4.10. Immunofluorescence (IF)
Among all the proteins obtained by MS in the protrusion samples, we identified proteins that we would “expect” or “not expect” to be found in protrusions based on their known function and/or localization. These proteins were then visualized by IF in order to determine their localization within cells and whether or not they were present within protrusions. For these IF experiments, 60,000 CAD cells were plated the day before on coverslips. The next day, cells were fixed and permeabilized with methanol (7 min at −20 °C) or Triton (0.1% for 10 min at RT), depending on primary antibody used. The next steps were: blocking with 2% BSA for 1 h, incubation with primary antibody (in blocking solution) for 1 h at RT, washes with PBS, wash with blocking solution, incubation with secondary antibody (1:400 in blocking solution) for 1 h at RT, washes with PBS, mounting on slides and sealed with Aqua-poly mount (PolySciences, Warrington, PA, USA). The primary antibodies used were: rabbit anti-Grk5 (sc-11396), rabbit anti-Cd47 (sc-25773), mouse anti-Anxa2 (sc-28385), goat anti-Hist1h3b (sc-8654), and goat anti-Tenm2 (sc-165674) from Santa Cruz Biotechnology (Dallas, TX, USA) and rabbit anti-Cobl (NBP1-89615), rabbit anti-Arg1 (NBP1-32731), and mouse anti-Hspa1b (H00003304-M02) from Novus Biologicals (Centennial, CO, USA). The secondary antibodies used were Goat anti-Rabbit IgG (H+L) Cross-Adsorbed Secondary Antibody, Alexa Fluor 546; Donkey anti-Goat IgG (H+L) Cross-Adsorbed Secondary Antibody, FITC or Rabbit anti-Mouse IgG (H+L) Cross-Adsorbed Secondary Antibody, Alexa Fluor 488 (ThermoFisher Scientific). Negative controls: cells were permeabilized with either MeOH or Triton X-100 and incubated only with secondary antibodies to ensure that under our experimental conditions; we did not have nonspecific fluorescent signals from the secondary antibodies used. For each antibody, high resolution images were acquired using a widefield inverted Leica microscope (DMI3000) controlled by Metamorph acquisition software (Molecular Devices, San Jose, CA, USA), a 63×/1.25 oil objective and a Leica DFC300 FX camera. For each condition, Z-stacks were acquired and 3D cell volume rendering was obtained. Representative pictures are shown. The analyses of the Z-stacks were obtained using the Image J software (
http://rsb.info.nih.gov/ij/).
4.11. Myosin-X Transfection
150,000 CAD cells, plated on a 35 mm dish the day before transfection, were transiently transfected with EGFPC1-hMyosin-X plasmid [
60] using Lipofectamine 2000 (ThermoFisher Scientific) in accordance with the manufacturer’s instructions. 48 h after transfection, cells were split, counted and seeded (70,000 cells) on a MMI Live cell Chamber dish and fixed 3 h later as described above. The GFP-Myo10 transfected cells were identified using the FITC filter of the LCM and subsequently, membrane structures, such as tip complex, were delimited with the FITC channel and cut with the laser.
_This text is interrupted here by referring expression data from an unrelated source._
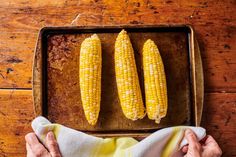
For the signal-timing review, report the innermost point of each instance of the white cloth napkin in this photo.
(162, 143)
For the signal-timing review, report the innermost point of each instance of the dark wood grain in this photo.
(214, 23)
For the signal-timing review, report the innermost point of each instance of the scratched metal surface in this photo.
(63, 97)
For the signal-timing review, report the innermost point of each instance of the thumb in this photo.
(194, 147)
(52, 145)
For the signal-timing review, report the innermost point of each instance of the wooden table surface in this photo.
(214, 22)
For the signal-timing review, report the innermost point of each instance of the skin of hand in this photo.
(208, 147)
(36, 149)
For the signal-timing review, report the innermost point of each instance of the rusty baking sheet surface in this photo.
(56, 78)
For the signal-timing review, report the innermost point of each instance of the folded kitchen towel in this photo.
(162, 143)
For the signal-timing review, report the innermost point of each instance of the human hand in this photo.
(36, 149)
(205, 148)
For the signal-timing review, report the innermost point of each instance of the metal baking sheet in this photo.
(56, 77)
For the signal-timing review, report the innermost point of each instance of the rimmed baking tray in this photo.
(56, 88)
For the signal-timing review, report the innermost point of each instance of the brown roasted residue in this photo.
(59, 48)
(64, 102)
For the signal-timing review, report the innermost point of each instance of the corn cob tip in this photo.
(149, 41)
(94, 36)
(122, 32)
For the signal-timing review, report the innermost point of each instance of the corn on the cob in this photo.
(90, 77)
(127, 78)
(154, 81)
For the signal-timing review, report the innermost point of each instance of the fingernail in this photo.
(50, 135)
(188, 131)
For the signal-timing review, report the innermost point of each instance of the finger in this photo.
(210, 140)
(190, 136)
(194, 145)
(185, 149)
(211, 144)
(29, 151)
(52, 145)
(36, 147)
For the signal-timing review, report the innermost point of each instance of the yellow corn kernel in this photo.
(154, 81)
(90, 66)
(127, 78)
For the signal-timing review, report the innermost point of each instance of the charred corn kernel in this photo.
(154, 81)
(90, 77)
(127, 78)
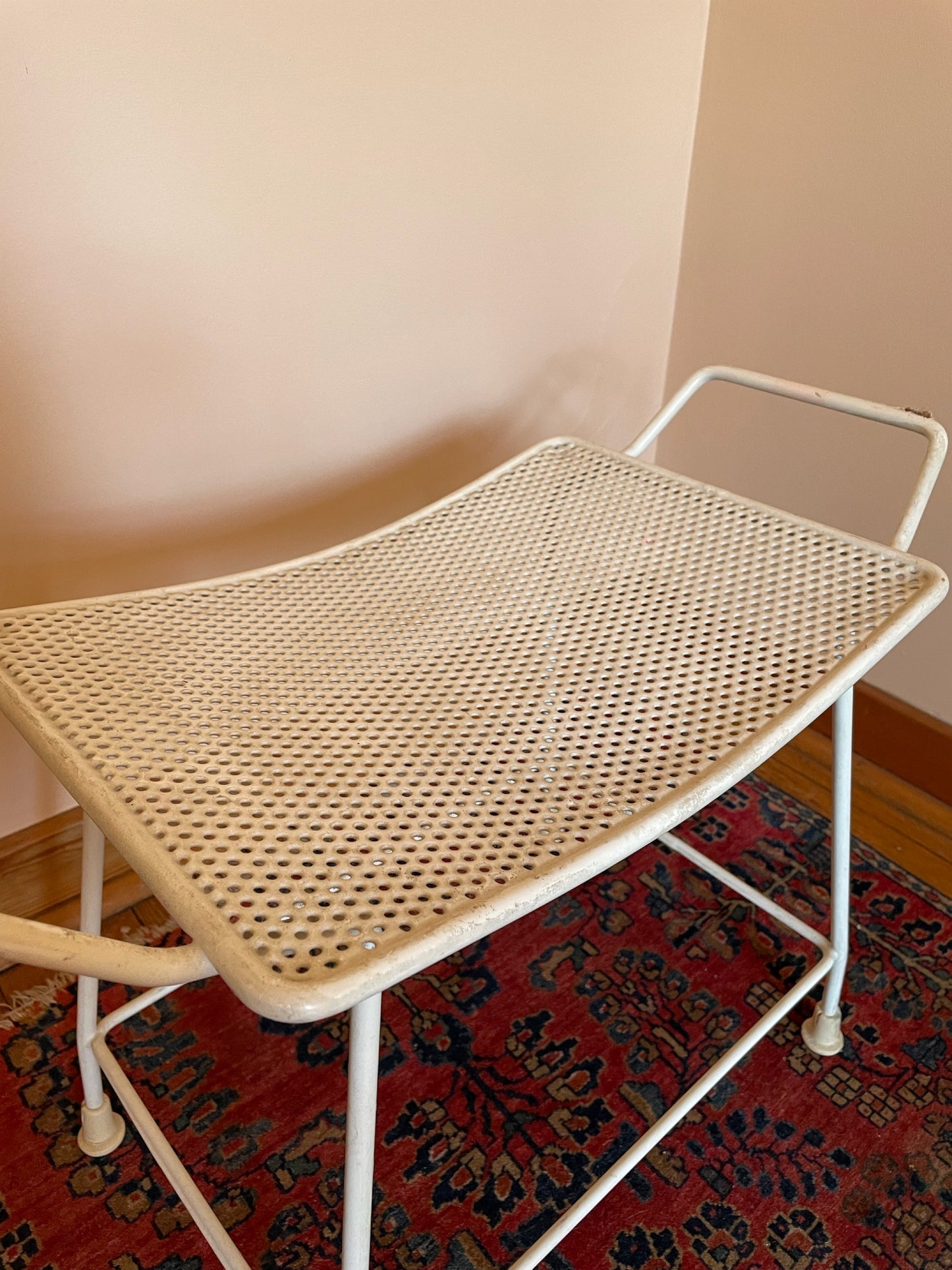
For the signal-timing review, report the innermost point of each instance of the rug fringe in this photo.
(28, 1000)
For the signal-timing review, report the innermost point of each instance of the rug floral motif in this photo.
(513, 1074)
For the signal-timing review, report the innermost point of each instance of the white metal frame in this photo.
(169, 968)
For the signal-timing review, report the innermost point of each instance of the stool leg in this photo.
(361, 1133)
(102, 1128)
(823, 1033)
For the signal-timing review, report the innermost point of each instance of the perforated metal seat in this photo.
(339, 770)
(335, 771)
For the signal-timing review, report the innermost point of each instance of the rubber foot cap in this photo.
(102, 1130)
(823, 1033)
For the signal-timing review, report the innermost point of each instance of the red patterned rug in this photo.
(515, 1072)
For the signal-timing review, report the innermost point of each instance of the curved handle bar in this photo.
(59, 949)
(891, 415)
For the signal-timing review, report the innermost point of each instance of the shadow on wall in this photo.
(576, 393)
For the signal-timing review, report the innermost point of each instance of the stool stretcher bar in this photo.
(362, 1100)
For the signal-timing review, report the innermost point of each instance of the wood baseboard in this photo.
(41, 869)
(899, 737)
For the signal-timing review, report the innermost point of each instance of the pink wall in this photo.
(818, 246)
(254, 253)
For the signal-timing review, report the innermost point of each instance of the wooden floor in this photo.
(897, 818)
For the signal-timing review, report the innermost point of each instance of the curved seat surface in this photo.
(338, 770)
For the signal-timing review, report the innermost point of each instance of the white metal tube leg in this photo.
(823, 1034)
(363, 1057)
(102, 1128)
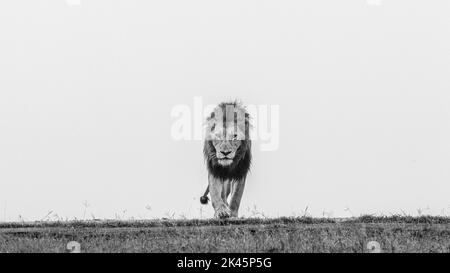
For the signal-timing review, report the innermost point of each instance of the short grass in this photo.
(303, 234)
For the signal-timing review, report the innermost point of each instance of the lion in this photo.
(227, 152)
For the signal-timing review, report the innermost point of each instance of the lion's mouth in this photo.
(225, 161)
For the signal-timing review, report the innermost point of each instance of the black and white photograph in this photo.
(247, 128)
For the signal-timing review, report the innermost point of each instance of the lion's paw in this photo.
(222, 212)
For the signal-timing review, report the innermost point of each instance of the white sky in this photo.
(86, 94)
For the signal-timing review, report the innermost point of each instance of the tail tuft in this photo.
(204, 200)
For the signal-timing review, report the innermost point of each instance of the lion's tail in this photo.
(204, 198)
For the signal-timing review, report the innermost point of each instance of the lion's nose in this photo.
(225, 153)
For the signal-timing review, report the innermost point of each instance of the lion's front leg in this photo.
(237, 189)
(216, 189)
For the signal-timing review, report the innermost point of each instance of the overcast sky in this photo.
(86, 94)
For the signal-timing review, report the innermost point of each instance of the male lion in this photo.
(227, 151)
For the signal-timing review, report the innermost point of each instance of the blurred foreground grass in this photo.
(303, 234)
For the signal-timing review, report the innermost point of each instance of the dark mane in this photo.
(240, 168)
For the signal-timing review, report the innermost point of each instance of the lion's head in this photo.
(227, 144)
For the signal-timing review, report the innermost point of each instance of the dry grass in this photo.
(303, 234)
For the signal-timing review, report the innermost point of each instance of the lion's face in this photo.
(226, 142)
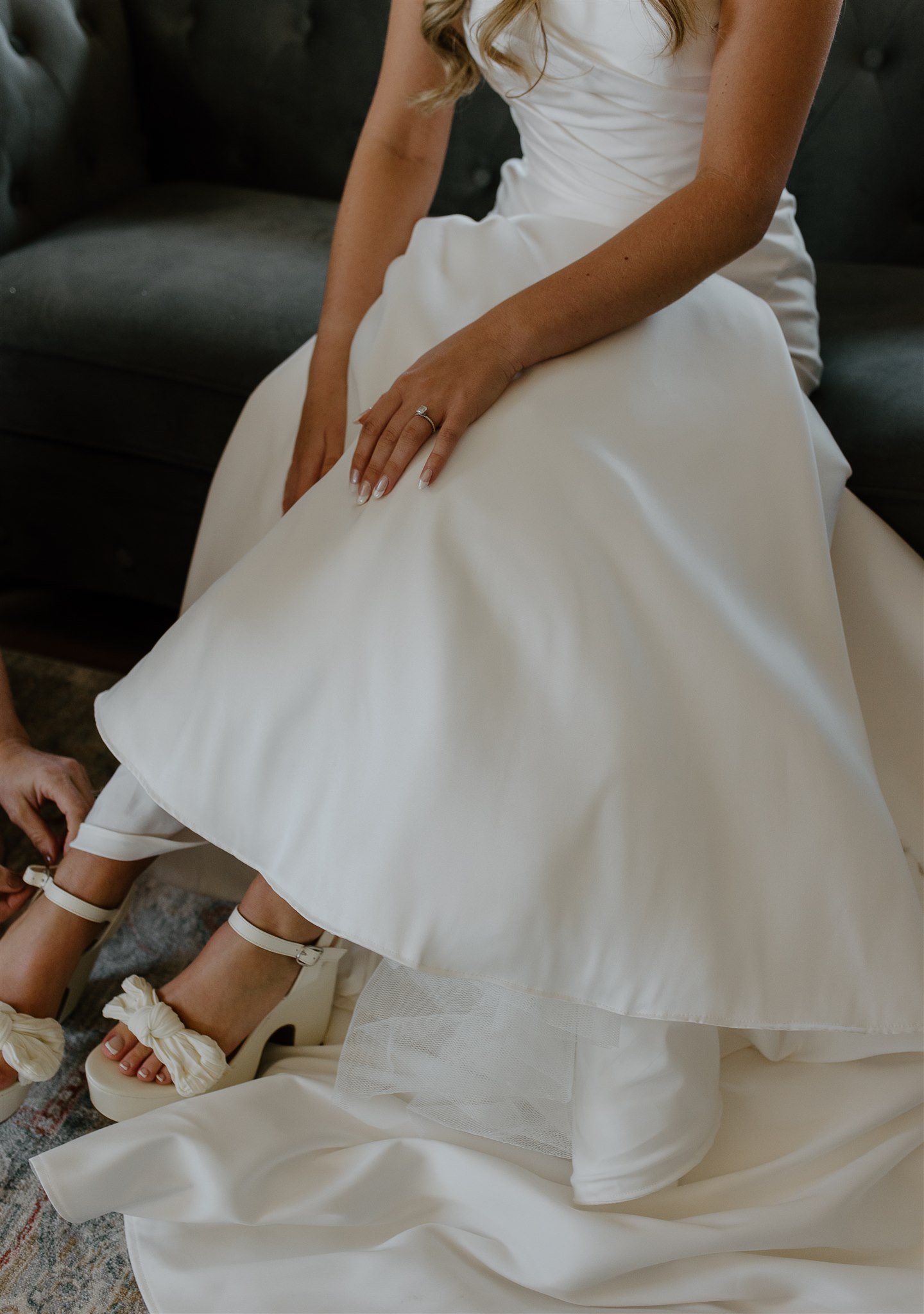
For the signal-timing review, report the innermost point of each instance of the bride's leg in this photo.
(229, 989)
(44, 945)
(124, 832)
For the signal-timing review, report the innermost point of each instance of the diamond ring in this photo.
(422, 413)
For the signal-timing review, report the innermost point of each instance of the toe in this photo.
(117, 1043)
(149, 1070)
(133, 1058)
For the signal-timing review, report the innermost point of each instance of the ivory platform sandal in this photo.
(35, 1046)
(195, 1062)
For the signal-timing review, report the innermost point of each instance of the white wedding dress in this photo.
(593, 747)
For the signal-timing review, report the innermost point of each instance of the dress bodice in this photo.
(614, 126)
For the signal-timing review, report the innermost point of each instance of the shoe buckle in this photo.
(38, 877)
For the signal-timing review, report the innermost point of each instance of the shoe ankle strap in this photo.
(42, 878)
(304, 954)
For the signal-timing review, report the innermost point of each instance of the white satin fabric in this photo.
(274, 1197)
(576, 726)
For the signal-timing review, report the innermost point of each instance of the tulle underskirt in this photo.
(470, 1054)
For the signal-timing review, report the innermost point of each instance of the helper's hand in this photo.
(458, 381)
(30, 778)
(322, 427)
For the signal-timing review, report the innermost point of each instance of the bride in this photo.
(539, 688)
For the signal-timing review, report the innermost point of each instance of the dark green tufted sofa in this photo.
(169, 182)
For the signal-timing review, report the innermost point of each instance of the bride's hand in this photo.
(458, 380)
(321, 430)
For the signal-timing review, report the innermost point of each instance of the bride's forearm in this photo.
(651, 263)
(387, 192)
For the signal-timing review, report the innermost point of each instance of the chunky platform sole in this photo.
(302, 1018)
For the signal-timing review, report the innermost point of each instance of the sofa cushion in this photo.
(273, 94)
(198, 283)
(872, 393)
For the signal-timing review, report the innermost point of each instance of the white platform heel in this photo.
(195, 1062)
(35, 1046)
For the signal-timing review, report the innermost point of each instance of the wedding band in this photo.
(422, 413)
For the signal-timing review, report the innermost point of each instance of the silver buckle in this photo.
(38, 877)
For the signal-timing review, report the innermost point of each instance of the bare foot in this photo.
(228, 989)
(44, 945)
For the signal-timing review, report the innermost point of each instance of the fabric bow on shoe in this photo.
(33, 1046)
(195, 1062)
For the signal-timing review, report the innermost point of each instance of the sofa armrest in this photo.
(69, 128)
(872, 393)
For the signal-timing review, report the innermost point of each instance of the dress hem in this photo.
(320, 919)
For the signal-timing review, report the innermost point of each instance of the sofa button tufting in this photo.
(873, 58)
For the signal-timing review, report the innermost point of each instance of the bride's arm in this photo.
(391, 185)
(769, 60)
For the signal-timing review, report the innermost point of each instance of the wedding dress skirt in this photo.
(572, 740)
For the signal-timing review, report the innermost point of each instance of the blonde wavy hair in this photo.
(441, 25)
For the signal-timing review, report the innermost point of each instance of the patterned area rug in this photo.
(47, 1266)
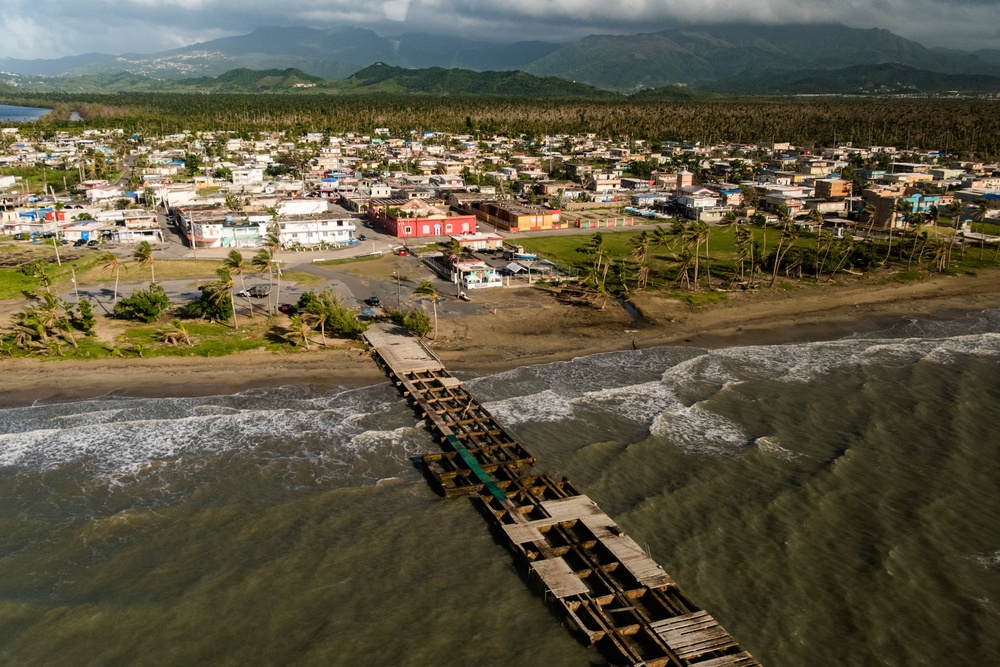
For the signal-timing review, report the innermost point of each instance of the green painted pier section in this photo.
(607, 589)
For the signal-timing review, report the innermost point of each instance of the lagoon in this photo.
(16, 114)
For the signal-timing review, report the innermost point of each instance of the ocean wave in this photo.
(696, 430)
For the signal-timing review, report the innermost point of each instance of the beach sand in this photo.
(515, 327)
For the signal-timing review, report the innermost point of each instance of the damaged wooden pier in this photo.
(608, 590)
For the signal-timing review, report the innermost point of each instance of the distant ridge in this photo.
(710, 57)
(888, 79)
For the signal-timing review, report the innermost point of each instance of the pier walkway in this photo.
(608, 590)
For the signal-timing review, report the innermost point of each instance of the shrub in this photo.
(143, 305)
(417, 323)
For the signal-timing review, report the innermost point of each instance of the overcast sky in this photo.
(55, 28)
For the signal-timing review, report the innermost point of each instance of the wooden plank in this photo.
(645, 570)
(522, 533)
(693, 635)
(741, 659)
(559, 578)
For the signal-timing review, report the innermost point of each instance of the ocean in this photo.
(830, 503)
(14, 114)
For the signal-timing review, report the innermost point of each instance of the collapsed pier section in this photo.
(598, 579)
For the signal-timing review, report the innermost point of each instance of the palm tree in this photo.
(871, 215)
(982, 206)
(939, 254)
(143, 256)
(235, 263)
(846, 248)
(595, 248)
(264, 261)
(789, 235)
(746, 246)
(683, 259)
(955, 209)
(816, 217)
(903, 208)
(694, 237)
(640, 255)
(322, 310)
(425, 289)
(272, 242)
(226, 284)
(110, 261)
(298, 331)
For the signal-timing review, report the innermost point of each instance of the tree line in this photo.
(963, 127)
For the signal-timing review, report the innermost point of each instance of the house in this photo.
(417, 218)
(335, 226)
(517, 217)
(85, 230)
(602, 181)
(225, 229)
(479, 241)
(475, 275)
(832, 188)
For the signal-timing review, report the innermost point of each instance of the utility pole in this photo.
(399, 306)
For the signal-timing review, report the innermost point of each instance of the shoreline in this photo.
(519, 328)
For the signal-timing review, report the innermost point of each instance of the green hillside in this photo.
(698, 55)
(889, 79)
(382, 78)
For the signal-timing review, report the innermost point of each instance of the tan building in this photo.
(518, 217)
(832, 188)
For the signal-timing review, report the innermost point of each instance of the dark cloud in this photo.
(53, 28)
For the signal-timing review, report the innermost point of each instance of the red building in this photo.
(417, 218)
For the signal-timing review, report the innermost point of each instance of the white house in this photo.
(248, 176)
(334, 226)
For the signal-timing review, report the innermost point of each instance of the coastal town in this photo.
(220, 191)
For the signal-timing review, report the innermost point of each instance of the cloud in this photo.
(144, 26)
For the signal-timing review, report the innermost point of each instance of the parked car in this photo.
(257, 292)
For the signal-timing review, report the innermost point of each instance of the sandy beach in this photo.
(516, 327)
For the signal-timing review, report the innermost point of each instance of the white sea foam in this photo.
(771, 446)
(987, 561)
(545, 406)
(696, 430)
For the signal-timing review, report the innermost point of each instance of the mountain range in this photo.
(730, 58)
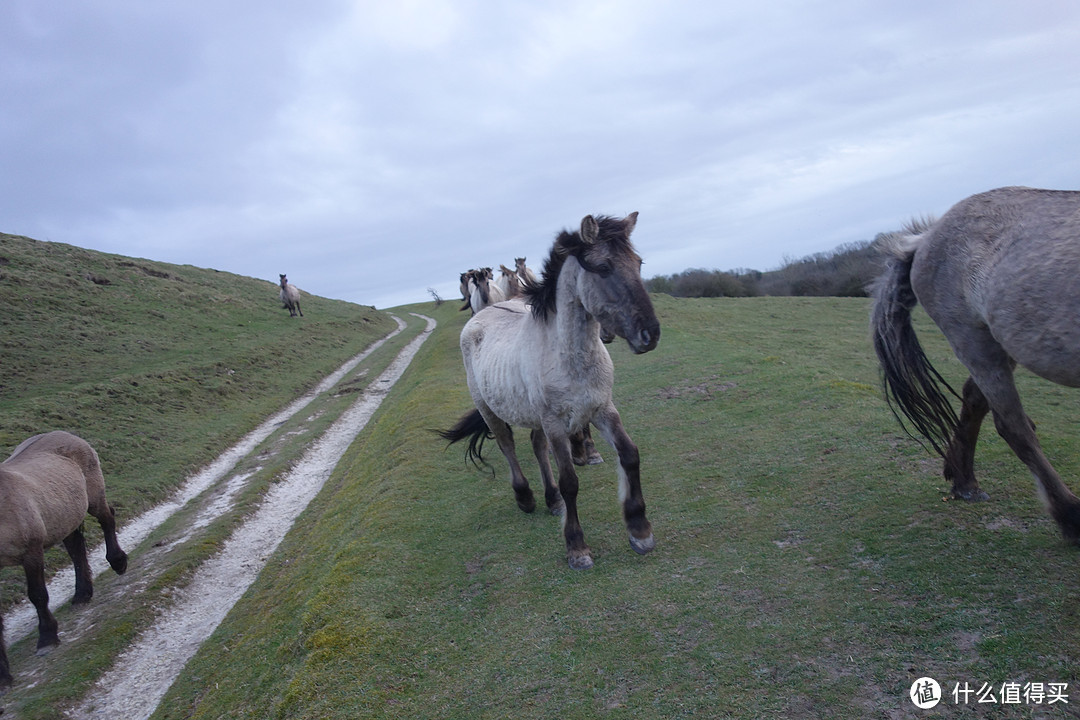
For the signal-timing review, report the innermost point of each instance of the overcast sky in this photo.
(372, 150)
4.12. Localization Enrichment Analysis
The localization of the proteins identified in our samples was analyzed using a free, in-house developed R software tool called COMPLEAT (COMPutational Localization Enrichment Analysis Tool). This software identifies the enriched/depleted localizations of lists of proteins using the COMPARTMENTS and HPA Subcellular Atlas localization databases.
A 2 × 2 contingency table with odds ratio was used to determine enrichment/depletion of localizations. The significance of the difference in background frequency versus the sample frequency was analyzed with two separate chi square tests (Pearson’s chi-square test and Yates’s correction for continuity). The chi-square value was then converted using R to a p-value using the command pchisq (Chi-square Value, Degrees of Freedom).